Steve Harley

& Cockney Rebel

"Quality of Mercy" Album Review from Birmingham 101 Gig Guide

"It’s 26 years since Harley last used the name of the band with whom he enjoyed his biggest chart successes in Make Me Smile, Judy Teen and Mr Soft and recorded five albums, however to mark the 30 anniversary of Smile he’s dubbed his touring band Cockney Rebel Mark III and even recorded a new album, The Quality of Mercy, his first since 2000’s Yes You Can.
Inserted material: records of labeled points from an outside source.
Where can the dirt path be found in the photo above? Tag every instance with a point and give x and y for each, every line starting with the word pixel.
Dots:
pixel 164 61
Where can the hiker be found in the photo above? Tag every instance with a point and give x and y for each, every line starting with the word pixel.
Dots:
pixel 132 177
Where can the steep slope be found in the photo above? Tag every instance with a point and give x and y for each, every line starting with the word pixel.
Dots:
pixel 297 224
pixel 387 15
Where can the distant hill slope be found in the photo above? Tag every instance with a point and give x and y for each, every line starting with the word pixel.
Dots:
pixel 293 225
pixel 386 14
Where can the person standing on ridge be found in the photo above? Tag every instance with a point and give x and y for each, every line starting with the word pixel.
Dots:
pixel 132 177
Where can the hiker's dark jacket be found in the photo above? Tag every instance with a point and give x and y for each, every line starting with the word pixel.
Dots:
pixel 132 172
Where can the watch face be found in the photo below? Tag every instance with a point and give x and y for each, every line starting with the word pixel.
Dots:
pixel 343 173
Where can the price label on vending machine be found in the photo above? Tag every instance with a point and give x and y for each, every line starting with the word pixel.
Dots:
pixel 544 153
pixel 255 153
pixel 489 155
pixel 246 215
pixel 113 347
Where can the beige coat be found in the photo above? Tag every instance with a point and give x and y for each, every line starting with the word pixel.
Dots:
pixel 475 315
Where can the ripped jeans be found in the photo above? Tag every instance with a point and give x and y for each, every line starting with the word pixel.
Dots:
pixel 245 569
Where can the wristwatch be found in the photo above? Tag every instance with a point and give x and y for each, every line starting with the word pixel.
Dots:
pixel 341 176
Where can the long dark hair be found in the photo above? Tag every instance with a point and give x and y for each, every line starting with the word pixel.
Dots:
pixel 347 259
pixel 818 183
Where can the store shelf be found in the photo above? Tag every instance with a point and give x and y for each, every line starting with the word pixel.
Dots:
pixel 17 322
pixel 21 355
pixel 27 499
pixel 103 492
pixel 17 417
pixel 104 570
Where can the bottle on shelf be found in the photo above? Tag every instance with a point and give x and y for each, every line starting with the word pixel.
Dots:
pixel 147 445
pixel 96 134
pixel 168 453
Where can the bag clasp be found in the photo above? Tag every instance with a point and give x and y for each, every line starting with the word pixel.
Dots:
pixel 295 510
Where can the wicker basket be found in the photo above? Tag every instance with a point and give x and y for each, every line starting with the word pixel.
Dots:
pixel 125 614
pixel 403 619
He’s in fine voice, at times sounding not unlike a cross between Sting, Gerry Rafferty and (on the superb The Coast of Amalfi) Chris De Burgh, and this is easily the best thing he’s done in years. Co-penned by ex Rebel Jim Cregan, opening track The Last Goodbye shows his ability to pen classic, radio friendly quality pop hasn’t dimmed with the years, a fact ably reiterated by the chorus friendly tumbling folksy Saturday Night At The Fair and the 60s sounding No Rain On This Parade.

But if the uptempo material shines, the slower songs positively glow. A father’s hymn of love to their child, Journey’s End (A Father’s Promise) mines a seam of Celtic folk influence, the God searching Save Me (From My Self) with its keening pedal steel and the closing plea for enduring love A Friend For Life are all stand-outs, but the centerpiece surely has to be The Last Feast, a seven minute throaty slow blues-rock burner that (referencing Phantom of the Opera) again finds Harley confronting God as he addresses the fear of mortality.

Giving it the full works after a spate of solo acoustic dates, no doubt fan demands will mean much of the set focus is on past favourites (hopefully Sebastian included), but there’s material here that will stand the test of time just as strongly."